Ein Kommunaler Betriebsprüfer hätte die aktuelle Haushaltssperre noch nicht verhindert, aber für die Zukunft hätte das die finanzielle Situation verbessert.
Nach Auffassung der Linksfraktion ergeben sich jetzt Fragen und Risiken. So gerät die völlig unnötig herbeigeredete Rückführung in die Stadtverwaltung für den KuWeBe jetzt zur Existenzfrage. Kann der Kauf der Nickelwerke überhaupt realisiert werden? Wird das Alte Rathaus nach dem mindestens unglücklichen Sanierungsversuch durch die Bürgerstiftung aufgrund fehlender Haushaltsmittel der Stadt nun endgültig zum Fiasko? Kann der Bürgerrat, der das erfolgreich agierende Mitmachgremium ersetzen soll, überhaupt noch finanziert werden?

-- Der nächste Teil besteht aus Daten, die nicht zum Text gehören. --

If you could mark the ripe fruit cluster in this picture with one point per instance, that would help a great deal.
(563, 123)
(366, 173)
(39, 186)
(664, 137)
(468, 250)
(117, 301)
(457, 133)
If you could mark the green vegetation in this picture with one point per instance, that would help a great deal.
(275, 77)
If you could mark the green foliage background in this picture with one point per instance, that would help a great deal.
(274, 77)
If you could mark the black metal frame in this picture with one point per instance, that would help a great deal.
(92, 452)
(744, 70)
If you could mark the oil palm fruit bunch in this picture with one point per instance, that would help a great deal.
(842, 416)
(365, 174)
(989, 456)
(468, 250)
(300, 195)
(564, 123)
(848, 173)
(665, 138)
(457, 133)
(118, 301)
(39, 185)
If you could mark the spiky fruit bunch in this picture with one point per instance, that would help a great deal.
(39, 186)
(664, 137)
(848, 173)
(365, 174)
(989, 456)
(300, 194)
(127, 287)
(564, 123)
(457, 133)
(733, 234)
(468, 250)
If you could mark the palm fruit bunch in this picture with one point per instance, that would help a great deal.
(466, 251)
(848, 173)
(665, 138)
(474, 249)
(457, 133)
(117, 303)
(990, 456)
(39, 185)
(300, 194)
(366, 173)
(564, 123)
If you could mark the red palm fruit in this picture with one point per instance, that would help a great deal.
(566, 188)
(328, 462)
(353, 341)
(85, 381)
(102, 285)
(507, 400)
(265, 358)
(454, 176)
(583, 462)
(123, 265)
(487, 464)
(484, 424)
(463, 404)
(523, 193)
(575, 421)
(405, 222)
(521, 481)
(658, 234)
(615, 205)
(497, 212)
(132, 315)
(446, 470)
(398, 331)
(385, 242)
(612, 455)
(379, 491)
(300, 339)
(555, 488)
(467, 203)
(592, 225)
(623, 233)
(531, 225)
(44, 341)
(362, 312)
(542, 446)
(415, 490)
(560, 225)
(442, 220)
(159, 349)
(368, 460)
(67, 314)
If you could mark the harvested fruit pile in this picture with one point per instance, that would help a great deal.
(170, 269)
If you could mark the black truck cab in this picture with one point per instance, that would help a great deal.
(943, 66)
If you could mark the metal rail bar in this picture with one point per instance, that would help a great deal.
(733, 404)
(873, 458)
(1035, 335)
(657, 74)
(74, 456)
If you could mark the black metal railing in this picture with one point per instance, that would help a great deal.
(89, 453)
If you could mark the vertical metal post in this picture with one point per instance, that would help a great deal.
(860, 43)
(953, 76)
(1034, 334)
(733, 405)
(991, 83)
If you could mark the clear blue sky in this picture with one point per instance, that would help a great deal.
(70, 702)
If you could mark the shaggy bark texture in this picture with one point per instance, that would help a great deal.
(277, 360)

Ob fehlende Senoren auf den City-Parkplätzen, die Beschäftigung von Honorarkräften beim Ferienspaß – für viele Entscheidungen muss jetzt ganz schnell eine Lösung her.
Peter Weyers: „Was wird aus der zweiten Hälfte des verabschiedeten Doppehaushaltes 26/27? Müssen die Bürger mit Steuer- und Gebührenerhöhungen rechnen?“
Die Linksfraktion erhofft sich eine für alle Bürger transparente Diskussion in den politischen Gremien der Stadt.